The platform processes various media types including video, audio, and documents, and can generate images through Imagen models, videos through Veo models, and audio through text-to-speech functionality. Additional tools include real-time streaming for screen sharing and live analysis, code execution in a sandboxed Python environment, grounding with Google Search for current information, URL context for analyzing specific web pages, and a thinking mode for complex reasoning tasks.

== Available models ==
The platform provides access to several Google AI models including the Gemini language models, Imagen for image generation, Veo for video generation, LearnLM for educational applications, and Gemma, Google's open-source model family.

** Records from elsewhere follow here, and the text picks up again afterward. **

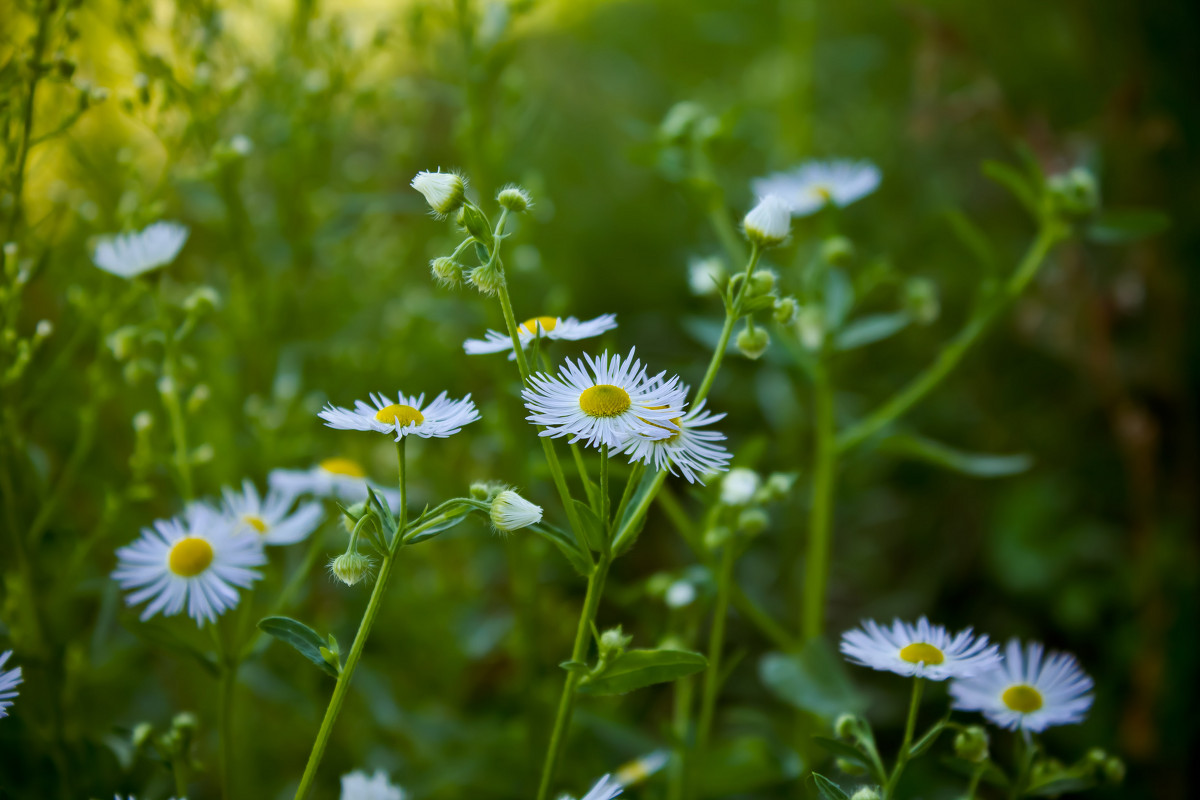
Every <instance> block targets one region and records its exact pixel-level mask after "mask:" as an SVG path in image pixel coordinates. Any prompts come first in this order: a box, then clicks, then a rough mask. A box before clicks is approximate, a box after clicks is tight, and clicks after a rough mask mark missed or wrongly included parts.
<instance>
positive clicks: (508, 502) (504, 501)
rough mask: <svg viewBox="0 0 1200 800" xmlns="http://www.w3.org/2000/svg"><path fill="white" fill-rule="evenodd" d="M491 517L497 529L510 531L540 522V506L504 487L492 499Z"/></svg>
mask: <svg viewBox="0 0 1200 800" xmlns="http://www.w3.org/2000/svg"><path fill="white" fill-rule="evenodd" d="M491 517H492V524H493V525H496V528H497V530H500V531H503V533H510V531H514V530H521V529H522V528H528V527H529V525H535V524H538V523H539V522H541V506H535V505H534V504H532V503H529V501H528V500H526V499H524V498H523V497H521V495H520V494H517V493H516V492H514V491H512V489H505V491H504V492H500V493H499V494H497V495H496V499H494V500H492V510H491Z"/></svg>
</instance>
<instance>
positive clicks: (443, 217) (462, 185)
mask: <svg viewBox="0 0 1200 800" xmlns="http://www.w3.org/2000/svg"><path fill="white" fill-rule="evenodd" d="M410 186H412V187H413V188H415V190H416V191H418V192H420V193H421V194H422V196H424V197H425V201H426V203H428V204H430V209H431V210H432V211H433V216H436V217H437V218H439V219H442V218H445V217H448V216H450V215H451V213H454V212H455V211H457V210H458V209H460V207H462V204H463V203H464V201H466V200H467V181H466V180H463V178H462V175H458V174H457V173H442V172H437V173H428V172H420V173H416V176H415V178H414V179H413V182H412V184H410Z"/></svg>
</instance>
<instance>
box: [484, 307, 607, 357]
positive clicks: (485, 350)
mask: <svg viewBox="0 0 1200 800" xmlns="http://www.w3.org/2000/svg"><path fill="white" fill-rule="evenodd" d="M614 327H617V315H616V314H601V315H600V317H596V318H594V319H588V320H584V321H582V323H581V321H580V320H577V319H575V318H574V317H566V318H565V319H564V318H562V317H534V318H533V319H527V320H526V321H523V323H521V324H520V325H517V338H520V339H521V347H522V348H527V347H529V344H530V343H532V342H533V341H534V339H535V338H544V339H564V341H571V342H577V341H578V339H589V338H592V337H593V336H600V335H601V333H604V332H605V331H611V330H612V329H614ZM462 349H463V350H466V351H467V354H468V355H479V354H481V353H504V351H508V354H509V361H511V360H514V359H516V354H515V353H514V351H512V337H511V336H509V335H508V333H502V332H499V331H487V336H486V337H485V338H482V339H467V341H466V342H463V343H462Z"/></svg>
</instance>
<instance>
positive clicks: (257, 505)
mask: <svg viewBox="0 0 1200 800" xmlns="http://www.w3.org/2000/svg"><path fill="white" fill-rule="evenodd" d="M222 495H223V498H224V501H223V503H222V505H221V510H222V511H223V512H224V513H226V516H227V517H228V518H229V521H230V522H232V523H233V524H234V527H235V528H236V529H239V530H242V531H246V533H251V534H254V535H257V536H260V537H262V541H263V543H264V545H294V543H296V542H299V541H302V540H305V539H307V537H308V535H310V534H311V533H312V531H314V530H317V525H319V524H320V518H322V517H323V516H324V513H325V512H324V509H322V506H320V503H316V501H311V503H301V504H300V505H299V506H296V510H295V511H292V504H293V503H294V501H295V495H294V494H292V493H288V492H283V491H281V489H272V491H271V492H268V493H266V497H265V498H263V497H260V495H259V494H258V488H257V487H256V486H254V482H253V481H251V480H250V479H246V480H245V481H242V483H241V492H235V491H234V489H230V488H228V487H226V489H224V491H223V492H222ZM289 512H290V513H289Z"/></svg>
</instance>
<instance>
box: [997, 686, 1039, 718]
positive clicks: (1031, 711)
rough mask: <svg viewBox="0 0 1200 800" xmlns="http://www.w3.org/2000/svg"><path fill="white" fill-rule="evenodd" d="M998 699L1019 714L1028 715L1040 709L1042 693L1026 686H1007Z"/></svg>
mask: <svg viewBox="0 0 1200 800" xmlns="http://www.w3.org/2000/svg"><path fill="white" fill-rule="evenodd" d="M1000 699H1002V700H1004V705H1007V706H1008V708H1010V709H1013V710H1014V711H1020V712H1021V714H1030V712H1032V711H1037V710H1038V709H1040V708H1042V692H1039V691H1038V690H1036V688H1033V687H1032V686H1030V685H1028V684H1018V685H1016V686H1009V687H1008V688H1006V690H1004V693H1003V694H1001V696H1000Z"/></svg>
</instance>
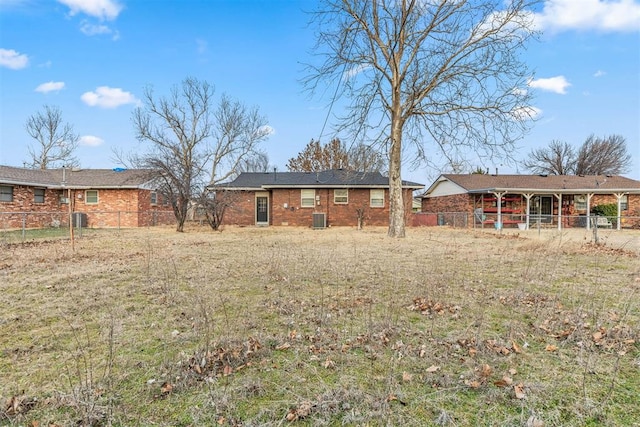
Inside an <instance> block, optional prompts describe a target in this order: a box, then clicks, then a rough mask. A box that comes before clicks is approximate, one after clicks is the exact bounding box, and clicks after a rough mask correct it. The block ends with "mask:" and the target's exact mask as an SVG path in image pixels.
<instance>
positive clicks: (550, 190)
mask: <svg viewBox="0 0 640 427" xmlns="http://www.w3.org/2000/svg"><path fill="white" fill-rule="evenodd" d="M443 181H450V182H452V183H454V184H457V185H458V186H460V187H462V188H463V189H465V190H466V191H467V192H469V193H483V192H491V191H519V192H522V191H532V192H533V191H545V192H567V191H587V190H588V191H590V192H600V193H602V192H616V191H624V192H632V193H640V181H635V180H633V179H630V178H625V177H623V176H618V175H613V176H609V175H584V176H580V175H481V174H459V175H458V174H444V175H441V176H440V178H438V180H436V182H434V183H433V185H431V187H430V188H429V189H428V190H427V191H426V192H425V196H427V195H428V194H429V193H430V192H431V191H432V190H433V189H435V187H436V186H437V185H438V184H439V183H440V182H443Z"/></svg>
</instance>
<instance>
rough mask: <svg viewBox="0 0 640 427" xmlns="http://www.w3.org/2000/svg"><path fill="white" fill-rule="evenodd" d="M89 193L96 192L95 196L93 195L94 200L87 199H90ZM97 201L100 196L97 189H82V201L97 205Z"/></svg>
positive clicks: (90, 203)
mask: <svg viewBox="0 0 640 427" xmlns="http://www.w3.org/2000/svg"><path fill="white" fill-rule="evenodd" d="M89 193H96V197H95V199H96V201H95V202H93V201H89V200H90V199H89ZM92 199H93V198H92ZM92 199H91V200H92ZM99 202H100V196H99V194H98V190H85V191H84V203H85V204H86V205H97V204H98V203H99Z"/></svg>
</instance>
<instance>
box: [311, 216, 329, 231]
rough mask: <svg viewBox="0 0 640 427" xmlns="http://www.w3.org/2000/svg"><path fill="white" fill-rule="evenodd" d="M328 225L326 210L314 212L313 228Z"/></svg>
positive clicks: (318, 227) (315, 227)
mask: <svg viewBox="0 0 640 427" xmlns="http://www.w3.org/2000/svg"><path fill="white" fill-rule="evenodd" d="M326 227H327V215H326V214H325V213H324V212H314V213H313V228H314V229H318V228H326Z"/></svg>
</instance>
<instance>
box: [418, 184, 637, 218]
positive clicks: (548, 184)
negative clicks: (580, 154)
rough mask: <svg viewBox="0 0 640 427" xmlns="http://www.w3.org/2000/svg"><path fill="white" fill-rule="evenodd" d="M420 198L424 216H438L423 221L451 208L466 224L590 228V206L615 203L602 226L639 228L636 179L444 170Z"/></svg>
mask: <svg viewBox="0 0 640 427" xmlns="http://www.w3.org/2000/svg"><path fill="white" fill-rule="evenodd" d="M421 197H422V213H423V214H439V215H440V217H436V218H433V217H432V218H431V221H423V222H431V223H433V224H425V225H436V224H435V222H436V221H438V222H441V220H442V219H443V218H445V213H453V212H456V213H462V214H464V215H465V218H466V220H465V221H466V225H467V226H470V227H471V226H472V227H483V226H485V225H490V226H492V227H493V226H495V223H498V224H499V225H498V228H499V227H501V226H505V227H506V226H509V225H511V226H515V225H518V226H519V227H521V228H529V227H530V226H532V224H537V223H541V224H543V225H545V226H551V227H557V228H558V229H562V228H563V227H586V228H590V227H591V224H592V223H593V219H592V218H591V209H592V207H594V206H597V205H601V204H609V203H615V204H617V205H618V218H611V220H613V223H611V222H609V223H608V224H606V222H607V220H604V219H603V220H604V221H605V224H604V225H608V226H612V225H613V226H614V227H615V228H618V229H620V228H621V227H640V181H635V180H633V179H629V178H625V177H622V176H604V175H586V176H577V175H488V174H487V175H483V174H445V175H440V177H438V179H436V180H435V181H434V183H433V184H431V186H430V187H429V188H428V189H427V190H426V191H425V193H424V194H423V195H422V196H421ZM438 225H444V224H441V223H439V224H438Z"/></svg>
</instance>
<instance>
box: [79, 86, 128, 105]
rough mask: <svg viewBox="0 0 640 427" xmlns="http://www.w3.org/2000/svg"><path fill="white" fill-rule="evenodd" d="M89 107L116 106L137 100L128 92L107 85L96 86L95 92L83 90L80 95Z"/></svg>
mask: <svg viewBox="0 0 640 427" xmlns="http://www.w3.org/2000/svg"><path fill="white" fill-rule="evenodd" d="M80 99H82V101H83V102H84V103H85V104H87V105H89V106H91V107H102V108H116V107H119V106H121V105H126V104H137V103H138V102H139V101H138V99H136V97H135V96H133V95H132V94H131V93H130V92H125V91H123V90H122V89H120V88H111V87H109V86H100V87H97V88H96V90H95V92H85V93H83V94H82V96H81V97H80Z"/></svg>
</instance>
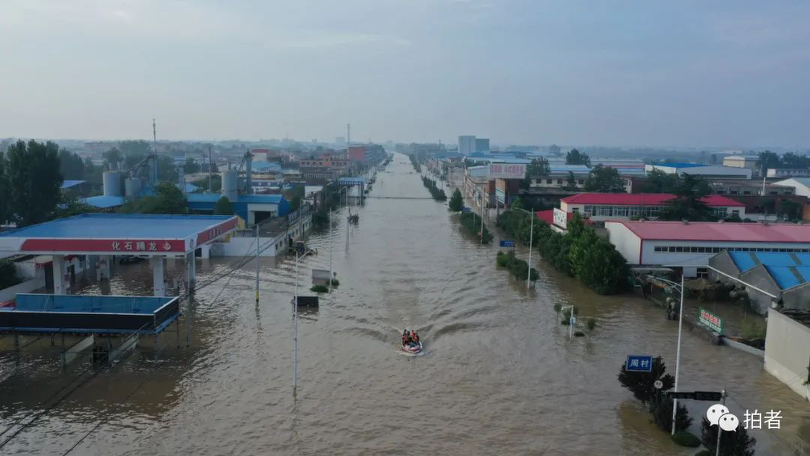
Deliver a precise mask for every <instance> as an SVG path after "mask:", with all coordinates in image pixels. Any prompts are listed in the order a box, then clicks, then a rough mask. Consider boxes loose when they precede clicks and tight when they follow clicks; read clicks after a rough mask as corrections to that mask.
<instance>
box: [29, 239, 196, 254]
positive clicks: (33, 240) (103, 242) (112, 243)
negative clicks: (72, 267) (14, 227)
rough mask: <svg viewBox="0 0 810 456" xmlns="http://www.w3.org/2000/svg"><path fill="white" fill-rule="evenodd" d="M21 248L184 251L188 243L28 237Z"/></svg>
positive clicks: (89, 250) (97, 249)
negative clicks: (33, 237) (36, 238)
mask: <svg viewBox="0 0 810 456" xmlns="http://www.w3.org/2000/svg"><path fill="white" fill-rule="evenodd" d="M20 250H21V251H23V252H121V253H127V252H133V253H138V252H140V253H147V254H159V253H163V252H166V253H168V252H171V253H184V252H185V251H186V243H185V241H182V240H176V239H172V240H159V239H27V240H26V241H25V242H23V245H22V247H21V248H20Z"/></svg>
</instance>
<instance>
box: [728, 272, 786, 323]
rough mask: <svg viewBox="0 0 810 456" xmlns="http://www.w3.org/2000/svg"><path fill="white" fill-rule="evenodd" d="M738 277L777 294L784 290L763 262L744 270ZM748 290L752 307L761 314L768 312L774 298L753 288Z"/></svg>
mask: <svg viewBox="0 0 810 456" xmlns="http://www.w3.org/2000/svg"><path fill="white" fill-rule="evenodd" d="M738 278H739V279H740V280H742V281H743V282H745V283H750V284H751V285H753V286H755V287H757V288H760V289H762V290H765V291H767V292H768V293H770V294H772V295H775V296H779V293H780V292H781V291H782V289H781V288H779V284H777V283H776V282H775V281H774V280H773V277H771V275H770V274H769V273H768V270H767V269H765V266H763V265H761V264H760V265H757V266H756V267H753V268H751V269H749V270H747V271H745V272H743V273H742V274H740V275H739V276H738ZM746 291H748V301H749V302H750V303H751V307H753V308H754V310H756V311H757V313H759V314H761V315H765V314H767V313H768V309H770V308H771V302H772V301H773V298H772V297H770V296H768V295H766V294H765V293H760V292H759V291H757V290H754V289H751V288H747V289H746Z"/></svg>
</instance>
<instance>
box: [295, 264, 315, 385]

== Privacy and data usage ==
Google AI Studio's data handling differs between free and paid users. For free tier users, Google uses submitted prompts, uploaded files, and generated responses to improve its products and services, with human reviewers potentially reading and annotating the data after disconnection from user accounts. Google advises against submitting sensitive information on the free tier. Users who enable Google Cloud Billing are considered paid service users, and their data is not used for product improvement. Data is processed according to Google's Data Processing Addendum and retained temporarily for abuse monitoring.

== Availability ==
The platform is available at no cost, with API usage subject to a free tier with daily and per-minute rate limits. Access is restricted to users aged 18 and older in specific countries and territories. The service was initially unavailable in the United Kingdom and European Economic Area due to regulatory concerns, which drew user complaints.

== Reception ==
Reviews have noted the platform's accessibility and integration with Gemini models, with features such as real-time screen sharing and large context windows cited as notable capabilities. However, reviewers have raised concerns about the privacy implications for free tier users, whose data is used for model training. Some users have reported inconsistent performance with features like screen streaming and issues with folder uploads for large datasets. The initial geographic restrictions were a point of criticism among developers in affected regions.